Thursday, November 29, 2012

Charlie Brown
When the little tree falters and droops pathetically
under the weight of that innocent-looking
but fatal ornament, and Charlie Brown wails,
I’ve killed it, everything I touch gets ruined,
I feel for the guy: I know the sad prison
his heart’s doing time in. I know how it feels
to be King Midas’s evil twin,
Destructo-Man careening through the world,
smashing houses, reducing highways to rubble,
levelling whole cities with my evil-eye laser beams
and mega-grenades. If only I could hold
a cute little bunny without crushing the breath
out of it with my unrestrained strength, if only
I could embrace a woman without inspiring
in her the sudden desire to obtain
a restraining order or move to Cleveland.
I wish I could have a drink with Charlie
Brown — he must be old enough now,
he probably goes by Charles, or Chuck —
and tell him it gets better, Chuck, or, really,
it doesn’t, but you learn to live with it,
and you learn that what you destroy comes back
to you, not always, but sometimes, refreshed
and reassembled, almost as good
as new, and sometimes — sometimes — bearing
the willingness to forgive.
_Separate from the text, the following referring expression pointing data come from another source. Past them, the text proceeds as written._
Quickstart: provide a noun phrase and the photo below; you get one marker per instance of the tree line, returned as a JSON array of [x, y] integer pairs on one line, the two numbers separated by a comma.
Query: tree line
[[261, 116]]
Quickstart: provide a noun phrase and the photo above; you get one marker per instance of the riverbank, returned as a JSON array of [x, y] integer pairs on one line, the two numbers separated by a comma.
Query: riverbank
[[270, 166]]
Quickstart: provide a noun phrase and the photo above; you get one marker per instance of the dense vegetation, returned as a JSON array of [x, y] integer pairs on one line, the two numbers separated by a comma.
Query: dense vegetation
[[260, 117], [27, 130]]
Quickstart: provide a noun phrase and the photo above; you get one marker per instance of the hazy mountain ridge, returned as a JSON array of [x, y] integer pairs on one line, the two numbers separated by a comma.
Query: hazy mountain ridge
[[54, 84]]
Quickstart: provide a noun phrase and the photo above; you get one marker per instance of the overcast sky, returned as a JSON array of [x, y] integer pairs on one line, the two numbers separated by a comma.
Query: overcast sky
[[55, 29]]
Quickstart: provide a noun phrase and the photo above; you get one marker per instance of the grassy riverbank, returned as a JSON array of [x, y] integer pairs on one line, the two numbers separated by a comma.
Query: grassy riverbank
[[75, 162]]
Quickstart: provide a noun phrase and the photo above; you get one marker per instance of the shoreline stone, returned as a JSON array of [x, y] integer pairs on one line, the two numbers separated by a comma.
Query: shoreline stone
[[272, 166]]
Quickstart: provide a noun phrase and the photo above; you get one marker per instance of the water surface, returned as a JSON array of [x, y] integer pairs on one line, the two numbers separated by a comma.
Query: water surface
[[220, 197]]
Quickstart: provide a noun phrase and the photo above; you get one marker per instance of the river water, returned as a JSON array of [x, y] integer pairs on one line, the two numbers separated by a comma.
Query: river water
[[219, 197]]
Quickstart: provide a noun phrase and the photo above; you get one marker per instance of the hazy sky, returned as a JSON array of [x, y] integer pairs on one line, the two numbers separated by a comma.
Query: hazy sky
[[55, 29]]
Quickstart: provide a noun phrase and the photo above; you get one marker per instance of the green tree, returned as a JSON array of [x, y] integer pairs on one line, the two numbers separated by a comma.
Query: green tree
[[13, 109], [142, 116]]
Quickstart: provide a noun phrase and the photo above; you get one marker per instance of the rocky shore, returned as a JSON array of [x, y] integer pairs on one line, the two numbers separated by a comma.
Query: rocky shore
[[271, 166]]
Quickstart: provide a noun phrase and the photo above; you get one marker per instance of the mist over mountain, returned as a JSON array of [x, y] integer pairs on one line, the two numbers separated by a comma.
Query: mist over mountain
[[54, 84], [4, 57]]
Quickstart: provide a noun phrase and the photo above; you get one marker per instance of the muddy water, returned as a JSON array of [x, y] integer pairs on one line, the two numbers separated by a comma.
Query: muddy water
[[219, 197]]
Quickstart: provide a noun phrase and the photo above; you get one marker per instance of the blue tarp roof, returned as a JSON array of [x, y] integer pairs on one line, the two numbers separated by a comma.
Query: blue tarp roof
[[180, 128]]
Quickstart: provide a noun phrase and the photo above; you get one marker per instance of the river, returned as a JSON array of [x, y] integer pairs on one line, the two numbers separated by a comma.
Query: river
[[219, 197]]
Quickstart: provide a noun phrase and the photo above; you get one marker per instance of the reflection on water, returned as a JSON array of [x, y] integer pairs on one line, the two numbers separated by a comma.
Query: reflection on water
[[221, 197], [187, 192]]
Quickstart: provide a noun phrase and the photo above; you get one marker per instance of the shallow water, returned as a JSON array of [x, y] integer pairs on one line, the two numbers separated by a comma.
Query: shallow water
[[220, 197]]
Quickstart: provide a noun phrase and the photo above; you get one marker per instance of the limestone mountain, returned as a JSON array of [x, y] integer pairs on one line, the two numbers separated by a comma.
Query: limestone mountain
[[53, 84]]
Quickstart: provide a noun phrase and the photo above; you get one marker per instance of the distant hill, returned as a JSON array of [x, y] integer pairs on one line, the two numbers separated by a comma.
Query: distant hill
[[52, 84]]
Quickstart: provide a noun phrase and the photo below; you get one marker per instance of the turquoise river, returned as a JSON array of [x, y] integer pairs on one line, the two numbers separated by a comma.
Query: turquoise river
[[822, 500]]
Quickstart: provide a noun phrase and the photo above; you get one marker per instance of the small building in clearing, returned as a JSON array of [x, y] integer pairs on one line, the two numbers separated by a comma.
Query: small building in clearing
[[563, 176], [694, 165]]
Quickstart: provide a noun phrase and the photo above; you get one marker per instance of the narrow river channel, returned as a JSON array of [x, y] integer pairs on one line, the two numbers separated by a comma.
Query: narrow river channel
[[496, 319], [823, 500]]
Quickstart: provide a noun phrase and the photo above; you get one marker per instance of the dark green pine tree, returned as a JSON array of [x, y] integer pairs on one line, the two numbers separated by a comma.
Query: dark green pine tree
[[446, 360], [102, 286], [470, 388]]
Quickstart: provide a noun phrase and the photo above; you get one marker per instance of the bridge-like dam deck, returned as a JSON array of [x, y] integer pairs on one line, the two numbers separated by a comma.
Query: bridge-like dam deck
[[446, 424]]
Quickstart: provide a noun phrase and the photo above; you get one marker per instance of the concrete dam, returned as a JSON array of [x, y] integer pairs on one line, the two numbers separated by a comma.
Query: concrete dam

And he’d take
a long, mad gulp of his vodka gimlet,
stare off into a world that only he
is tipsy and broken hearted enough
to see — some planar Midwestern town
with repeating trees and ink black night skies,
and, forgetting that I was there, he’d shake
that globe of a head and sigh and mutter,
You know, the truth is that Linus was right.
It really wasn’t such a bad little tree.

-Troy Jollimore


This is where I am.  Class is over.  After long nights of preparation--eagerness and optimism--I ended the class wanting to let out a whimper.  I think next week I will likely look back and say, "hey, it really wasn't such a bad class after all'--I have always needed outside affirmation to recognize something as good (with rare exceptions.)  I know that the mental energy that is being taken up with all this exaggerated thinking on my part is getting in the way of my doing those things that are most important to me.  There are those kids to love, there are friends to encourage, there are weeds of evil and laziness and complacency that need to be hacked back. There is a church to participate with... There are houses to clean and cats to cuddle with and dogs to walk.  There are husbands to romance.  There is a my Dad no further than a phone call away.  There is dinner and the laundry.  Papers to grade.

Yet most importantly there is a need to do all these things from a deep, grounded center.  To not always be reacting, in flux, carried away, catching up, hanging on.